Many of these dealerships previously delivered vehicles to customers and implemented Express Sales programs to shorten customer wait times in dealerships. Initially, many saw an uptick in customer deliveries of new vehicles – prior to the pandemic, many car buyers didn’t want vehicle deliveries, but, according to Ricart, that mindset changed. The dealers’ intent was for consumers to make their selections and start the check-out online.
The pandemic has driven deliveries, but they are not necessarily going to homes: Buyers want neutral site deliveries. Ricart did state that many are still making appointments to come into the dealership to sign the paperwork to close the deal and take delivery of their vehicle. Barnhill’s dealership adopted a minimal-contact closing process. The only contact is with the finance guy, and the surface area is sanitized several times a day to minimize spread. This has been significantly more attractive to their customers.
But because restrictions are beginning to ease, how is the market going to look moving forward? Everyone reported an increase in used car sales, driven by both seasonality and limited new vehicle inventory due to manufacturing realignments.

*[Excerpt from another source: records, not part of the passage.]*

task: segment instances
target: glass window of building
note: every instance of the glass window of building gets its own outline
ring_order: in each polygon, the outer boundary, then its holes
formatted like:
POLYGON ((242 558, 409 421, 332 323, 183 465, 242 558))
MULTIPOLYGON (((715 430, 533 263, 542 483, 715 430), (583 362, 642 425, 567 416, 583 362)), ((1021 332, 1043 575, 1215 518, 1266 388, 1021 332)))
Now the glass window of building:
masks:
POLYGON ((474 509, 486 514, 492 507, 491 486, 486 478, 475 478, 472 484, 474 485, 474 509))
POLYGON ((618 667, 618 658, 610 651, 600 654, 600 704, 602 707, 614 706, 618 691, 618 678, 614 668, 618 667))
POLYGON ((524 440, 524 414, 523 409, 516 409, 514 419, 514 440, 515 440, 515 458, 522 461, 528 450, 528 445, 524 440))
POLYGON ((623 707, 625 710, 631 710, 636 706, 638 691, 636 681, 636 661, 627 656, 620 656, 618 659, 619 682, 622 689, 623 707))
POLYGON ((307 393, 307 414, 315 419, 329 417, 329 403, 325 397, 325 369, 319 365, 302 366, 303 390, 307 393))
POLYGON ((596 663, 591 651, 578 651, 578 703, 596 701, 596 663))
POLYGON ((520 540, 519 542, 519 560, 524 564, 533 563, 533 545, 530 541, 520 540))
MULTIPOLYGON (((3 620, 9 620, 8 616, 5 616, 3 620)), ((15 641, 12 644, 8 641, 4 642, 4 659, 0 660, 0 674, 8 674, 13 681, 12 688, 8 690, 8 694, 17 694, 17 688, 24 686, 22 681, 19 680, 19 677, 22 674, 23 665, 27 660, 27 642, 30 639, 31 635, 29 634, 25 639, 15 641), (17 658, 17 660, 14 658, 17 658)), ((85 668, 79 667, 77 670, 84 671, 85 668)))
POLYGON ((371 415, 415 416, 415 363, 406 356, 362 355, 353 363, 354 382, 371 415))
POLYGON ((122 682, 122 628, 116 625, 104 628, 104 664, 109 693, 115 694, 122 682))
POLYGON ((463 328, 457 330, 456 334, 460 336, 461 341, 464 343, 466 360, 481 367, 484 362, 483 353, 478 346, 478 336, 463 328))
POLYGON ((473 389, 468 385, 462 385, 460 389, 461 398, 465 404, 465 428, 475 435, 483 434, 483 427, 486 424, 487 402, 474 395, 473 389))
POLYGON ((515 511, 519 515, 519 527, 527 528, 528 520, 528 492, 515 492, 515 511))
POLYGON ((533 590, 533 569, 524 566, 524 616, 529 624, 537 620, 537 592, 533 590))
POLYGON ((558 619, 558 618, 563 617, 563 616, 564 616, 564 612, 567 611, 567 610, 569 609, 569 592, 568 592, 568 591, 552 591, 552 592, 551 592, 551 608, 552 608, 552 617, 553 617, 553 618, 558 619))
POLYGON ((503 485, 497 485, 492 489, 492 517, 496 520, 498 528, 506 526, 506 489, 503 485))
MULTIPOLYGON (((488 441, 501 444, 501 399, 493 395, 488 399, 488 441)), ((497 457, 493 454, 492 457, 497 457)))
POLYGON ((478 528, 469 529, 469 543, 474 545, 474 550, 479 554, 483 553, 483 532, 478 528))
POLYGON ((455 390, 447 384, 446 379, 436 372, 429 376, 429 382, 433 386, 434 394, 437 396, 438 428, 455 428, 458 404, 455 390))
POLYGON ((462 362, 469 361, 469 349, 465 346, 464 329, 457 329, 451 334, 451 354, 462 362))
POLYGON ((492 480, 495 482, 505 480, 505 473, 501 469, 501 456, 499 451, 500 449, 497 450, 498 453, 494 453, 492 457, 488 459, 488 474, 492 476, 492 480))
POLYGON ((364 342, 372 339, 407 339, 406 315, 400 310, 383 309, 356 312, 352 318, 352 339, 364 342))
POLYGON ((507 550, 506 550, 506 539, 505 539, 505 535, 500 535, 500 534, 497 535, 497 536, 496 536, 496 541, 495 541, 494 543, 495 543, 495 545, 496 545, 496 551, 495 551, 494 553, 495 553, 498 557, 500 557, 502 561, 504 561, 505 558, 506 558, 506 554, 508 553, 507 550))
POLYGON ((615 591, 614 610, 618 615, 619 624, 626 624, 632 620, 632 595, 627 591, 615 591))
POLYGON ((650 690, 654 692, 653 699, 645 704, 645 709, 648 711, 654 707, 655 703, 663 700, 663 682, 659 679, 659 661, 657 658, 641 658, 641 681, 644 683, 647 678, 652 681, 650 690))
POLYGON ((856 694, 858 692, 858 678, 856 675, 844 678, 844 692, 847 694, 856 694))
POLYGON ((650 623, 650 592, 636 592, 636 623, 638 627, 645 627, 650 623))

Demint asked what dealers are seeing from lenders on used vehicles. All said lenders are pulling back on their lending. Ricart observed they are clearly “protecting their portfolio.” He reported that the terms for nonprime borrowers are typically shorter, or they are only approving loans for higher credit customers and getting more aggressive about it. Jeremy said they’re seeing an increase in verification of employment and income more often - clearly due to the increase in unemployment due to the pandemic. Open Lending can help you safely fill the niche need for nonprime borrowers. Learn more here!
So, how do credit unions and community banks win the dealer business? All agreed on several basic tenets:
Build relationships. Some partners haven’t been in contact since the pandemic started. The ones that have been in contact and trying to work out ways to help them are getting the lead.
Create solutions that enable the dealer to maintain a profit on their sales. They have businesses to run as well, so provide incentives to help them strengthen these relationships.
Technology and car buyer focus. Many want to ensure an electronic approval process. They don’t want their customers stuck in a dealership for hours while decisions are made. If data can be submitted and returned online, it improves the overall experience for the customer and dealership. Open Lending can turn around a decision in seconds! Contact us to learn more.
Set up your business to support your partners. In other words, align staff to when dealers are busiest – typically is evenings and weekends. If they can’t get help when they need it, they have to look elsewhere for the financing. All the dealers echoed this sentiment strongly.
To succeed with your dealer partners in the future, it’s all about the basics and building solutions with the car buyers – and borrowers! – in mind. Work with your dealers to build the overall experience and bring loans into your bank or credit union.